Teekening en houtsnede van mej. Julia Vermorcken.
Naar er wordt gemeld, is het gemeentebestuur van Mechelen voornemens, eerlang de hand te slaan aan de uitvoering der werken van herstel van het hier afgebeelde merkwaardig gebouw, gestaan op de Grootemarkt, te Mechelen. Oorspronkelijk was dit gebouw bestemd om als lakenhalle te dienen en het heeft ook langen tijd als dusdanig dienst gedaan. Wie er de bouwmeester van was, is niet met volkomene zekerheid bekend. Men weet, dat aan de oprichting, die in de xive eeuw plaats had, een dozijn jaren werd gewerkt, namelijk van 1314 tot 1326. Wouter Coelman wordt genoemd als de bouwmeester, onder wiens leiding de werken zouden zijn uitgevoerd. Wij herhalen evenwel, dat omtrent den persoon van den meester nog onzekerheid bestaat. In 1342 werd het gebouw door brand geteisterd en gedeeltelijk vernield. Om de door het vuur aangerichte schade te herstellen, werden werken uitgevoerd in 1343. Latertijds onderging het gebouw nog herstellingen, die, het zij door onkunde, het zij door gebrek aan zorg, voor gevolg hebben gehad, dat de halle metterdaad werd verminkt en in den onooglijken staat gebracht, waarin wij haar op onze dagen aanschouwen.

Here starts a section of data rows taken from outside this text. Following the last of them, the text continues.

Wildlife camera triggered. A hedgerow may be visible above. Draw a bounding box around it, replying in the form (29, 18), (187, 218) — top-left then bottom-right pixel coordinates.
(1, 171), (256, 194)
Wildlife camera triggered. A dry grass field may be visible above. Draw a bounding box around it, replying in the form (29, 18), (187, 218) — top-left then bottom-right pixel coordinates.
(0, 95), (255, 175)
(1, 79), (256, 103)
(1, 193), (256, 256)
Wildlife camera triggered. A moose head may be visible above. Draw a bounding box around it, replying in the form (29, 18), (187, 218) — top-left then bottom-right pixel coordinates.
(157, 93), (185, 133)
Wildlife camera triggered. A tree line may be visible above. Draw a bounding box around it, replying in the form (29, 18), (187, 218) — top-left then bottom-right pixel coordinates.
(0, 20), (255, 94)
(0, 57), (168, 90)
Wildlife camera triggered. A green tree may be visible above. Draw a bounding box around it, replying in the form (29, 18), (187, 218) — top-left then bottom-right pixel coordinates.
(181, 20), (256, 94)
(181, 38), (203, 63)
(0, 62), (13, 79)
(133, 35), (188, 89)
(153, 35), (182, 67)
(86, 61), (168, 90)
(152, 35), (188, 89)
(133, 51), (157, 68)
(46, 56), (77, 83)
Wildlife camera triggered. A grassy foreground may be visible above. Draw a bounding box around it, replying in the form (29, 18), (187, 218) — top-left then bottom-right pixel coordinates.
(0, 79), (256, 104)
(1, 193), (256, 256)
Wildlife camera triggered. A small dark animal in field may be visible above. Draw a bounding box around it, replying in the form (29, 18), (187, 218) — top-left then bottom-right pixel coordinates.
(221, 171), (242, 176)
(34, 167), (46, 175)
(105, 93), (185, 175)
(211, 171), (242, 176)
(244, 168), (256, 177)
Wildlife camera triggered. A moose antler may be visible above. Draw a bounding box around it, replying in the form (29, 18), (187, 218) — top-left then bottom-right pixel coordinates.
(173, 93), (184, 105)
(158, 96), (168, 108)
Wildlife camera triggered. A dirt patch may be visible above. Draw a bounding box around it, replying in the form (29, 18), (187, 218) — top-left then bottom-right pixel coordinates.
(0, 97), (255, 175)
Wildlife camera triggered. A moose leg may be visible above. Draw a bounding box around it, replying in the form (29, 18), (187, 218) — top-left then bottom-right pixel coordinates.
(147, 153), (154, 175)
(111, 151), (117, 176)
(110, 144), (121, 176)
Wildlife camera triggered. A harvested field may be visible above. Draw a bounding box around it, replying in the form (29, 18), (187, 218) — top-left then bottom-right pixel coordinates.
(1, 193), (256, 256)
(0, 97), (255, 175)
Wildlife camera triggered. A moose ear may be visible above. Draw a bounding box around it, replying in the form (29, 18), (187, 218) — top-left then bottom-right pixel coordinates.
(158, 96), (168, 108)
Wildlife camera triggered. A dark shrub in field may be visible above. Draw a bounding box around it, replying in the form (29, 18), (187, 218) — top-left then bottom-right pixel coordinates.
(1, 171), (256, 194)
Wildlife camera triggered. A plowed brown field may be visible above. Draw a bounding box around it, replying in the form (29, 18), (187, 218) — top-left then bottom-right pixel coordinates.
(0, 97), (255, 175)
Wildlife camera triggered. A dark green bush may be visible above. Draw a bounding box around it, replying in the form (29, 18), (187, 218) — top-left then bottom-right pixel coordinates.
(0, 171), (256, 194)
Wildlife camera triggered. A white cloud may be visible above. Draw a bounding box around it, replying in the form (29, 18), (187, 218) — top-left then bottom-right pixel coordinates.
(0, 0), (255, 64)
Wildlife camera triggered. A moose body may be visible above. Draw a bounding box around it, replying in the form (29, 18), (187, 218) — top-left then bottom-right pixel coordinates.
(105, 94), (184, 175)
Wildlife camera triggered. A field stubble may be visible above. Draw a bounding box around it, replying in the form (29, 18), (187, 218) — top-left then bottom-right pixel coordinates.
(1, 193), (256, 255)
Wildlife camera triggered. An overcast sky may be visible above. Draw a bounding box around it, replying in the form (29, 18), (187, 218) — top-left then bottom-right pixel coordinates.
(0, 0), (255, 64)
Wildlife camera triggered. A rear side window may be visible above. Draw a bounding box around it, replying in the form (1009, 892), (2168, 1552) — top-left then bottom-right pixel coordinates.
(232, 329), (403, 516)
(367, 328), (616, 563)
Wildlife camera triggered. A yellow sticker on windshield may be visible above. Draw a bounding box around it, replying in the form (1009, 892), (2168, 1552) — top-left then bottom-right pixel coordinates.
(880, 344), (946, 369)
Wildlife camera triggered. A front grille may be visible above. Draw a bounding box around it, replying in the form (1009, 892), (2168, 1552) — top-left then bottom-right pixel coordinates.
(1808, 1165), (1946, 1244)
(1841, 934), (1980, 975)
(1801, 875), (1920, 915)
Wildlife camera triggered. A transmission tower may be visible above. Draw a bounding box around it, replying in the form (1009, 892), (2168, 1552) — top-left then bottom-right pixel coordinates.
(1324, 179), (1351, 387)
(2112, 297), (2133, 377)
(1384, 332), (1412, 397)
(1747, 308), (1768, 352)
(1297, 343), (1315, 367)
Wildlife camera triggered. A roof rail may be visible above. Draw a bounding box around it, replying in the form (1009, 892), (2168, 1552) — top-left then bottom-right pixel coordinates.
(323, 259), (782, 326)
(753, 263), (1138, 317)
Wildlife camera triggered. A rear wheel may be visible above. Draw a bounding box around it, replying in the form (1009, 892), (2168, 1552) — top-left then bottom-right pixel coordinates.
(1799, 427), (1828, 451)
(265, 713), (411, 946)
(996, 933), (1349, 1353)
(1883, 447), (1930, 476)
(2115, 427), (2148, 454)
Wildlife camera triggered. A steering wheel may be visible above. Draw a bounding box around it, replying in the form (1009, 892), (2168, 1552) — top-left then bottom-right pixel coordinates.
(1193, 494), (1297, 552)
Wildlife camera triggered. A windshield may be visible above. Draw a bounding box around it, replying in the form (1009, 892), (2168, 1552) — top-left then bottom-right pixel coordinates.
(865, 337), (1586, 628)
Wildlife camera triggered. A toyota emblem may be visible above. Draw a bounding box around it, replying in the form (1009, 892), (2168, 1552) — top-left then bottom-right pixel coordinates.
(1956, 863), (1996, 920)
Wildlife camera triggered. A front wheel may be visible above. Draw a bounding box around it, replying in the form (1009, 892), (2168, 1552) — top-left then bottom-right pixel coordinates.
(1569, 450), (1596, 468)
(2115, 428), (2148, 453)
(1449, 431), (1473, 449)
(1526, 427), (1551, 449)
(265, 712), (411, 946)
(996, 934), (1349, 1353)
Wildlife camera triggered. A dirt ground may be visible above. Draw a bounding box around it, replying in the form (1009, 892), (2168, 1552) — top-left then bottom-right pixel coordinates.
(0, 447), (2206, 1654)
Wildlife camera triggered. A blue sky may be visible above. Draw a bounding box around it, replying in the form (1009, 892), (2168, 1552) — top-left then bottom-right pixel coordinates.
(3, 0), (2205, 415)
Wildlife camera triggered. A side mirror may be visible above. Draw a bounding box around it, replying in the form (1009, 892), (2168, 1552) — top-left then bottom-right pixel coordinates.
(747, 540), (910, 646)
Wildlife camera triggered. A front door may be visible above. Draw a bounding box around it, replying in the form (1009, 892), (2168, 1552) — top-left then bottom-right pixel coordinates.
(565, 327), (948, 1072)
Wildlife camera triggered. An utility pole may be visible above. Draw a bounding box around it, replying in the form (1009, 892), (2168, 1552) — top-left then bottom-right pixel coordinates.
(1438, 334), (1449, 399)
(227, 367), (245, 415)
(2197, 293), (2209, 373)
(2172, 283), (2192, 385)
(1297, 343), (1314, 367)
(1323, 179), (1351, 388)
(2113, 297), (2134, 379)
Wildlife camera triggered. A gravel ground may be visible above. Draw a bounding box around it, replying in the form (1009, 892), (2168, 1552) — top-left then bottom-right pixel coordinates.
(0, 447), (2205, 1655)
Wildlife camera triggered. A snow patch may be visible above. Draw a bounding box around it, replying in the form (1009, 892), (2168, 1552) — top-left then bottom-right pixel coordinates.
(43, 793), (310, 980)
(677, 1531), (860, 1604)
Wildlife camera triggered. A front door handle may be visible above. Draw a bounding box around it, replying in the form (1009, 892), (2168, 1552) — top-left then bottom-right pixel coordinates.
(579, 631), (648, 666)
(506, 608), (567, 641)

Belend aan de lakenhalle en daarvan den rechtervleugel vormend, ziet men in de Befferstraat het niet voltooide raadhuis of parlement, waarvan de eerste steen werd gelegd op 13 Maart 1529 en waarvoor de roemrijke Mechelsche bouwmeester Rombout Keldermans het plan leverde, hetwelk, geteekend op perkament, bewaard wordt in het stadsarchief te Mechelen. De toenmalige staatkundige beroerten deden afzien van de voltrekking van het schoone Gothische gebouw, waaraan, af en toe, gedurende een twintigtal jaren, doch nooit met groote vlijt, werd gewerkt, tot dat, in 1550, de arbeid geheel werd gestaakt, zonder dat hij, in de sedert dien verloopen drie en een kwart eeuw, nog weder werd hervat. (Wij nemen deze gelegenheid te baat, om te verwijzen naar de grondige geschiedkundige studie van den heer G. Bernaerts, over de Halle, verschenen in den Messager des sciences historiques enz., te Gent, in 1869, blz. 161, alsook naar de zeer belangrijke verhandeling over De familie Keldermans te Mechelen, die nu wijlen Fr. Steurs in onzen jaargang 1884, blz. 78 en volgende liet opnemen, en waarin, onder aanhaling van eenige bijzonderheden, ook gewag is gemaakt van het voornoemde raadhuis of parlement.)
De gemeenteraad van Mechelen, die daarom verdient te worden geprezen, heeft eene eerste som van 50,000 fr. beschikbaar gesteld voor de herstelling van het merkwaardig aloude gebouw waarvan hier de rede is. Zijnerzijds heeft de provincieraad van Antwerpen, in zijn laatsten zittijd, met hetzelfde doel, een hulpgeld toegezegd.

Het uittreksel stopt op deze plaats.